The Board of Directors is hereby irrevocably appointed an attorney-in-fact for the Unit Owners of all the Units, and for each of them, to manage, control, and deal with the interests of such Unit Owners in the Common Elements of the Condominium so as to permit the Board of Directors to fulfill all of its powers, function, and duties under the provisions of the Act, the Declaration, and these Bylaws, and to exercise all of its rights thereunder and to deal with the Building upon its destruction and the proceeds of any insurance indemnity as hereinafter provided. This power shall include but shall not be limited to, the right to represent the Association and all Unit Owners in any proceedings, negotiations, settlements, or agreements, relating to any losses or proceeds from condemnation, destruction, or liquidation of all or a part of the Condominium or from the termination of the Condominium, and the right to grant easements and licenses from time to time affecting the Common Elements with respect to sewer lines, water lines, electrical cables, telephone cables, gas lines, storm drains, underground conduits, or such other purposes related to the provision of public utilities or as may be considered necessary or appropriate by the Board of Directors for the preservation of the health, safety, convenience, or welfare of the Unit Owners of the Units, or any of them. The foregoing shall be deemed to be a power coupled with an interest, and the acceptance by any person or entity of any interest in any Unit shall constitute an appointment of the Board of Directors as attorney-in-fact, as aforesaid, This power shall be in addition to any authority to grant easements or licenses given to the Board of Directors in the Act, in the Declaration, or in these Bylaws.
20. Committee of Owners
A. Establishment The Board of Directors may establish such committees of owners as it deems useful to assist it in its functions, consisting of three or more Unit Owners appointed by the Board of Directors, each to serve for a term of one year, in order to:
1) provide for visual harmony and soundness of repairs;
2) further the comfort of the Unit Owners, their guest and tenants; and
3) promote the general welfare and safety of the condominium community.

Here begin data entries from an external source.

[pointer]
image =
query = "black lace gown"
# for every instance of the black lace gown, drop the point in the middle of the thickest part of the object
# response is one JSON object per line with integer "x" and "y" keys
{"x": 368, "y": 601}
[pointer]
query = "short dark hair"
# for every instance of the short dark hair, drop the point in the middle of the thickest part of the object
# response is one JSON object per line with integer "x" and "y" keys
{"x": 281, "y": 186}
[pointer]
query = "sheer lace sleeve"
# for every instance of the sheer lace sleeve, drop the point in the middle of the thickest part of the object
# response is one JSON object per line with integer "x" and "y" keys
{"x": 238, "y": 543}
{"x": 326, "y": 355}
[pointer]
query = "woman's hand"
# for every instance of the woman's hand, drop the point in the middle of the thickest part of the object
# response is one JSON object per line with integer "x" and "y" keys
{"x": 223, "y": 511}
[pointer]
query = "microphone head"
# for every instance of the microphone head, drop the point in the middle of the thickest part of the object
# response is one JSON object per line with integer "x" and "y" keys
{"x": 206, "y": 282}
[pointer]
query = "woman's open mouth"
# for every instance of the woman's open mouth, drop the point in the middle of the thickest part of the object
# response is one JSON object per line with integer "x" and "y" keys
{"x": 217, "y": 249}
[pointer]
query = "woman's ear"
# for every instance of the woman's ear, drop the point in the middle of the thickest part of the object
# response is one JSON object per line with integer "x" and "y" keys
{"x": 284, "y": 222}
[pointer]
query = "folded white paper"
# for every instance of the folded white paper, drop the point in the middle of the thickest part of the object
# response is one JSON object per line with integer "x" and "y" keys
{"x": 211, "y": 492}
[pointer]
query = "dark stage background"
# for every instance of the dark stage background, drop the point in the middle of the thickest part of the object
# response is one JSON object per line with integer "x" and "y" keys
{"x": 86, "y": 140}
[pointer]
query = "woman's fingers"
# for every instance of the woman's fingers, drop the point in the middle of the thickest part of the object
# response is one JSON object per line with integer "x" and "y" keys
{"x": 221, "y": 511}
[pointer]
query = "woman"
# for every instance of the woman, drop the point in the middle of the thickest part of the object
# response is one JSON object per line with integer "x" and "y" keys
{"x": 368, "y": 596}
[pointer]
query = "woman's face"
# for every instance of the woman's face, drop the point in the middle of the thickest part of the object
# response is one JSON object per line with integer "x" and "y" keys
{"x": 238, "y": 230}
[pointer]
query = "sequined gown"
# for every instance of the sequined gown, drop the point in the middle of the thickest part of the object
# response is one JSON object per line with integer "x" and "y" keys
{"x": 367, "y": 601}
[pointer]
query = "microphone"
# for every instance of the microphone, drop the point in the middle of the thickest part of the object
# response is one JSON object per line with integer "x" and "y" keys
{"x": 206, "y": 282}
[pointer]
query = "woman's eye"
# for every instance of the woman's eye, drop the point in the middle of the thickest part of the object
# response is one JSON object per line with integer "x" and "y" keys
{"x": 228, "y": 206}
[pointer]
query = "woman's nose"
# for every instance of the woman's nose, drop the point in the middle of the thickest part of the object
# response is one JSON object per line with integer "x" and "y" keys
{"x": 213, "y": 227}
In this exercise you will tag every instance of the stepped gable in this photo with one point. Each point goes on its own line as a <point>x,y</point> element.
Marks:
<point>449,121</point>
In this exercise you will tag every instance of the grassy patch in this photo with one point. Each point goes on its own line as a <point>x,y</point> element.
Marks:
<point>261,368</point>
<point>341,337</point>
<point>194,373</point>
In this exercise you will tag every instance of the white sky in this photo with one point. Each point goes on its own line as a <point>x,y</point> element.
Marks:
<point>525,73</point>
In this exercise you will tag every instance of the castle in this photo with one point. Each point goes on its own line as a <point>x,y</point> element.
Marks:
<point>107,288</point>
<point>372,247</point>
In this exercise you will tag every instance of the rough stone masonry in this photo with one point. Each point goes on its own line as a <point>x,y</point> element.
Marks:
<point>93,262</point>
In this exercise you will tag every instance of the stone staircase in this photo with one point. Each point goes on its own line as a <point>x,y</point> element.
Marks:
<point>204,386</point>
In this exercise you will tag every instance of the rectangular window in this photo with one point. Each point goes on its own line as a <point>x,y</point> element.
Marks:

B. Authority Any committee shall have such duties, power and authority as the Board of Directors may from time to time provide by resolution. The Board of Directors may relieve any committee of any of its duties, powers and authority either generally or on a case by case basis. A committee shall carry out its duties and exercise its powers and authority in the manner proved for in the Rules and Regulations or by the Board of Directors.
C. Limitation on Powers Any action, ruling or decision of any committee may be appealed to the Board of Directors by any party deemed by the Board of Directors to have standing as an aggrieved party and the Board of Directors may modify or reverse any such action, ruling or decision.
D. Particular Committee Among the committees the Board may establish are the following:
1) Covenants Committee The Committee shall enforce the mutual covenants of Unit Owners and shall, within that function, regulate the repair, improvement and exterior appearance of individual Units, insofar as these affect the Common Elements or the interest of other Unit Owners. The Covenants Committee shall have the power to issue cease and desist request to a Unit Owner, his guest, invitee, or lessees whose actions are inconsistent with the provisions of the Act, the Condominium Instrument or the Rules and Regulations (upon petition of any Unit Owner or upon its own motion). The Covenants Committee shall form time to time, as required, provide interpretations of the Condominium Instrument and Rules and Regulations when requested to do so by a Unit Owner or the Board of Directors.
2) Facilities Committee The Facilities Committee shall regulate and determine the external design, appearance, use and maintenance of the Common Elements in accordance with standards and guidelines adopted by the Board of Directors.